Sara quickly adapted her research aims to this light bulb moment, redirecting her efforts towards systematically retracing her steps to rediscover the pathway to her “mistakes.” She played with the parameters of the machines at the Melbourne Centre for Nanofabrication, tweaking and refining various settings, to reproduce the perfect imperfection. After a process of trial and error, she mastered the technology to produce two profiles from the same micropattern recipe- the standard sharp configuration, with vertical sidewalls, as well the novel diffuse configuration possessing curvilinear sidewalls. She explains that the sharp corners of the vertical sidewalls within the conventional micropatterned surfaces gifted bacteria with perfect hiding spots to shelter themselves against the flow of fluids which could wash them away. Sara hypothesised that by smoothing out these corners, the bacteria would be left with nowhere to hide.

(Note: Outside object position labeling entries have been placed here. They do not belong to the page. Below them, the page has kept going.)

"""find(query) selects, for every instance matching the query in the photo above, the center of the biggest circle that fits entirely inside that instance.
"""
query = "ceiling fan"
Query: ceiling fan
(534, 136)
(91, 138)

This hypothesis was later backed by evidence. These novel diffuse micropatterned surfaces were incubated in parallel with three of the most significant culprits of healthcare-associated bacterial infections, Escherichia coli, Klebsiella pneumoniae and Pseudomonas aeruginosa. Compared with both conventional sharp micropatterned surfaces and standard flat surfaces, Sara’s designs demonstrated a simultaneous decrease in both the number of bacterial attachments and microcolony formation.
Whilst these end results are promising, Sara confides that her experience as a pure engineer venturing into the unknown territory of the biological sciences did not come without its challenges. Having no baseline knowledge of microbiology, she describes herself as feeling like a “bull in a china shop” in her first few days in the Lithgow laboratory. However, despite being given the option to focus exclusively on the fabrication aspects of the project, Sara opted to tackle the challenge head-on. She describes the satisfaction of being able to track the process from ideation and fabrication all the way to visualising the effectiveness of her designs under the microscope lens. “For me, getting involved in both fabrication and microbiology experiments was something that just one mind in both disciplines could see and could handle and could analyse, I didn’t want to lose this chance.”
In addition, she explains the fruitful cross-pollinations which organically occurred between the traditionally siloed microbiology and engineering laboratories. Not only did she gain knowledge in managing experiments in PC2 microbiology laboratories, but she also applied this new expertise into the engineering laboratory where she assisted other engineers with the microbiology aspects of their projects.
The unique, multidisciplinary learning environment offered at the Centre for Impact AMR equipped Sara with a newly found confidence and sense of career readiness. She shares “I added all those things that I learned in the microbiology lab to my resume and I have benefited from those things in my life.” For those interested in pursuing multidisciplinary projects, Sara emphasises the importance of not only learning but also unlearning. In addition to immersing herself in microbiology textbooks, she advises that
“being ready to remove your mind from all the previous things that you know from working in the lab is extremely important.”
Telescoping out and reflecting on her journey as a whole, Sara concludes “I’m very happy with the path that I actually went through during my research…at the end I really think that it was worth it, I’m really happy with all the things I learned.”